Jakarta (ANTARA News) - Sebagai wilayah dengan polusi udara tinggi, Jakarta dan sekitarnya memerlukan setidaknya 100 alat pemantau kualitas udara menurut Kepala Pusat Riset Perubahan Iklim Universitas Indonesia Dr Budi Haryanto.
"Jakarta kan tidak bisa berbicara tentang Jakarta saja, karena udaranya pasti kemana-mana, jadi berbicara daerah sekitar juga, yaitu Depok, Tangerang dan Bekasi, cukup luas juga.

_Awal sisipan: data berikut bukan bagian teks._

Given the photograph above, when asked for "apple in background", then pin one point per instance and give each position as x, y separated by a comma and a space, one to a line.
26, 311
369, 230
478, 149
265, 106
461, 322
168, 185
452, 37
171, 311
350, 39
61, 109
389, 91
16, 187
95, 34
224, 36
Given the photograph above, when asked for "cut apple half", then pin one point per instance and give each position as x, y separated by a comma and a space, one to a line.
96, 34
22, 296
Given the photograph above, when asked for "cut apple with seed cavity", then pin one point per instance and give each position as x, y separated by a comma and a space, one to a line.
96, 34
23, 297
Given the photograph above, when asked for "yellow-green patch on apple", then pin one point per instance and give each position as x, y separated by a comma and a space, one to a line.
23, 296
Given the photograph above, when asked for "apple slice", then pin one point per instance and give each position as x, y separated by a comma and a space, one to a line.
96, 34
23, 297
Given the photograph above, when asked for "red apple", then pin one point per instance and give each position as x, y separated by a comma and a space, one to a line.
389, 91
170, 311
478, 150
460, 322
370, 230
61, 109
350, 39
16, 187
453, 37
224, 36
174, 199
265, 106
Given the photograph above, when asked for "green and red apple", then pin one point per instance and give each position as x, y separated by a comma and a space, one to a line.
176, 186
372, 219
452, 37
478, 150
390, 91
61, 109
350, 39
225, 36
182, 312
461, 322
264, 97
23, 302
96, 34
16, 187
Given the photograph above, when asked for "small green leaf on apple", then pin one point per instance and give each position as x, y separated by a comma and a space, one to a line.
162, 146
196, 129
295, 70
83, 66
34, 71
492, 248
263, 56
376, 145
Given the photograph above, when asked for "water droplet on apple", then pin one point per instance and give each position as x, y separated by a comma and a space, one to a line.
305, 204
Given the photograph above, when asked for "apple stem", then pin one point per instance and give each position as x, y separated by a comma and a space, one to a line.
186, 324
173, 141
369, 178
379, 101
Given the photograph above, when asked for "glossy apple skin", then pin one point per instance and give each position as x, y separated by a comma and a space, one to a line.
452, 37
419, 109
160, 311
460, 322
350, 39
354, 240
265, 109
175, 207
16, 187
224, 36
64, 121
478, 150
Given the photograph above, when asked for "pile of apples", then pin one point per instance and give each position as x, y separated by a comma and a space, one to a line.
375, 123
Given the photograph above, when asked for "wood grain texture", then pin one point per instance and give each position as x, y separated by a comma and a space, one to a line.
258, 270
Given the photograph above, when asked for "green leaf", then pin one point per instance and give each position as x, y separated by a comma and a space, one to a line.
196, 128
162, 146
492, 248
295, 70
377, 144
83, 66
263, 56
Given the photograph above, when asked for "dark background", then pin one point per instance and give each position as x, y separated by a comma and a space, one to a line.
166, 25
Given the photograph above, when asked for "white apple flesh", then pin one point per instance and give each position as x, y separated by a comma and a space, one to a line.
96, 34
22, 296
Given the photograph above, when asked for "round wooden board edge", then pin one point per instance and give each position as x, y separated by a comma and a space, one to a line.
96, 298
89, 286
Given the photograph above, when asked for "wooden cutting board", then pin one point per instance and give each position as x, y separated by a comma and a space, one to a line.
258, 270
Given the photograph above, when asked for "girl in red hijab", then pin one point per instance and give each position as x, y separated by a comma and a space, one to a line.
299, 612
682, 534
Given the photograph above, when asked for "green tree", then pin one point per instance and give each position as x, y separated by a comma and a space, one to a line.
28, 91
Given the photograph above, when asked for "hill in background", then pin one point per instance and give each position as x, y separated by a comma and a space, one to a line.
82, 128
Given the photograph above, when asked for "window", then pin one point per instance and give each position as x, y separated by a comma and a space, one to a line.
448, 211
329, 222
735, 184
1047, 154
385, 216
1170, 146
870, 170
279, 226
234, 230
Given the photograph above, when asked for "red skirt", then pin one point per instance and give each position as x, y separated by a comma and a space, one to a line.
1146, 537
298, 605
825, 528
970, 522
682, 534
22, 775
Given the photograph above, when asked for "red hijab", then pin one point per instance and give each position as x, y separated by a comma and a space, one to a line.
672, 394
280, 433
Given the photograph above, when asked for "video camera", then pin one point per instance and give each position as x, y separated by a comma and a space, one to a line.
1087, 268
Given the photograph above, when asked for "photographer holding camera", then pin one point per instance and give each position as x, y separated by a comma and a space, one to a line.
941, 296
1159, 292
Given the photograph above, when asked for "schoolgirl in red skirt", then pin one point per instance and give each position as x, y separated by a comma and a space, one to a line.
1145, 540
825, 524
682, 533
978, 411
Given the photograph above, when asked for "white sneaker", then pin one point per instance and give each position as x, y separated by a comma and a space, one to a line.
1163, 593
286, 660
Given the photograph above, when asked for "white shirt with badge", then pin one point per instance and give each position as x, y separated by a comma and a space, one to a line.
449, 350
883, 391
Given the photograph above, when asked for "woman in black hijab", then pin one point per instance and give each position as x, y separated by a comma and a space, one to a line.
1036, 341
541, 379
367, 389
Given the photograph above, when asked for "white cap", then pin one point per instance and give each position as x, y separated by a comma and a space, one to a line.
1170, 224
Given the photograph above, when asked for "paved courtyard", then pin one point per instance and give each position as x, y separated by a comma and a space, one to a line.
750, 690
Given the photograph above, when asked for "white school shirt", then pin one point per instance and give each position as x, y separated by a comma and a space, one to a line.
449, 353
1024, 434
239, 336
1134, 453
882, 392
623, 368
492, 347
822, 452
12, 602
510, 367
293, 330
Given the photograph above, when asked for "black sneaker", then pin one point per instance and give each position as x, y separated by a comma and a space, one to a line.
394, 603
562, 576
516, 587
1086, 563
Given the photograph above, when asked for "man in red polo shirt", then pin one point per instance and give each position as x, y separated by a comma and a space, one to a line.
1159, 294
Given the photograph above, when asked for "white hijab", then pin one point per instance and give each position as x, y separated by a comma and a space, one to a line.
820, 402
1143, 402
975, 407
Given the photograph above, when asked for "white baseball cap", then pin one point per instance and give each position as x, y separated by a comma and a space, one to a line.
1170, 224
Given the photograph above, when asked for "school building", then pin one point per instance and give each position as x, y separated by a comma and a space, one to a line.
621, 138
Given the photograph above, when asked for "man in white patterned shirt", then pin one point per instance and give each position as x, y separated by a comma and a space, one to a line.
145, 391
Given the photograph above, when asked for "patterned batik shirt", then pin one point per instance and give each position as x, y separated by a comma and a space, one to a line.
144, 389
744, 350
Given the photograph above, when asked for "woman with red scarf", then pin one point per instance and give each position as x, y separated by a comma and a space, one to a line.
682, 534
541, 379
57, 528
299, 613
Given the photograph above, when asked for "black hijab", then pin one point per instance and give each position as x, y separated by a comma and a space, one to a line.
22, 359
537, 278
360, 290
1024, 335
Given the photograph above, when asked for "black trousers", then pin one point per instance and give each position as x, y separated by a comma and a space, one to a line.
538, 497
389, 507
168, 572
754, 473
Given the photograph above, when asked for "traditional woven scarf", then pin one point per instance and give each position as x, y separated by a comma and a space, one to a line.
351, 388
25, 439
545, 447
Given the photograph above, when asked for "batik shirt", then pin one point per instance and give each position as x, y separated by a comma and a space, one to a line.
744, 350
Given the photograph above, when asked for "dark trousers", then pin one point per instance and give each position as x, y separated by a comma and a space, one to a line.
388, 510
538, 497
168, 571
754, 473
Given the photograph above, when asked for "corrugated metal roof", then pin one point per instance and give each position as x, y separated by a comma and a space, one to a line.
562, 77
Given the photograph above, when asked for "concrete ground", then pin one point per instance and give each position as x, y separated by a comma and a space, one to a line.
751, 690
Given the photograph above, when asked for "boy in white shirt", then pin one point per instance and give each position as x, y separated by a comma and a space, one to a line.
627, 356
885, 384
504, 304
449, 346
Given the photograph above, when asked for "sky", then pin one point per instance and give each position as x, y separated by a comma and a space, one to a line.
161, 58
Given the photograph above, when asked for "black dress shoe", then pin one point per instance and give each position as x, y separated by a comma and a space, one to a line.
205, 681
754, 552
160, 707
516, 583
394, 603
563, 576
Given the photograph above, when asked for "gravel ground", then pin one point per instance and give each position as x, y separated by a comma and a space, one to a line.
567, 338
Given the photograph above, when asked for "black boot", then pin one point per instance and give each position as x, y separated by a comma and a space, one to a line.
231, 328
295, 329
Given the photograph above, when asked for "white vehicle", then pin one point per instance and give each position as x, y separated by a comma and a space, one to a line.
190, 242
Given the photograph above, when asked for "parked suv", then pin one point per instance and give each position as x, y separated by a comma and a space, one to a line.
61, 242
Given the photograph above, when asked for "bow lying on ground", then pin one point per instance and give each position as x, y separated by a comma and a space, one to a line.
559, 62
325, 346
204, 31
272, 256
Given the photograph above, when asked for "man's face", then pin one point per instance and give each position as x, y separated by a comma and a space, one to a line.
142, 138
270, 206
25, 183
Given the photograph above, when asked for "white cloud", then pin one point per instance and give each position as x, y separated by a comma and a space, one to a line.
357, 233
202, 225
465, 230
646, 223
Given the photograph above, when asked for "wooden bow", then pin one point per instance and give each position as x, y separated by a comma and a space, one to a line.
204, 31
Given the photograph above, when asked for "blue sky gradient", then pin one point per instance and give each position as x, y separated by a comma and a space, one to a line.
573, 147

Jadi butuh alat pemantau udara di atas 100 unit," katanya dalam diskusi di Jakarta, Selasa.
Di wilayah DKI Jakarta, ia mengatakan, saat ini baru ada 11 unit alat ukur kualitas udara yang tersebar di sejumlah titik seperti di daerah Gambir dan Bundaran Hotel Indonesia.
Dibandingkan dengan kota-kota besar di negara maju seperti Tokyo dan Los Angeles, menurut dia, jumlah alat pemantau kualitas udara di DKI Jakarta belum memadai.
Ia mencontohkan bahwa Tokyo memiliki 120 alat pemantau kualitas udara dan Los Angeles punya 160 alat pemantau tersebut.
"Jadi jika jumlahnya cukup, maka wilayah yang tinggi polusi udaranya, bisa dihindari dengan manajemen transportasi, dialihkan atau bagaimana, sehingga masyarakat bisa terhindar dari wilayah tinggi polusi," kata Budi.
Budi menjelaskan sumber polusi udara di kota besar di Indonesia kebanyakan berasal dari transportasi dan pembangkit tenaga listrik yang masih mengandalkan bahan bakar fosil.
Polutan udara yang dinilai paling berbahaya adalah PM 2.5, yang dapat menyebabkan berbagai penyakit pernapasan serius bahkan hingga kanker paru.
"Untuk alat ukur pencemaran udaranya sendiri, kalau dari segi kesehatan, yang terbaik adalah bisa mendeteksi hingga PM 2.5, bukan hanya PM 10, yang menurut ahli lingkungan sudah cukup," ujar dia.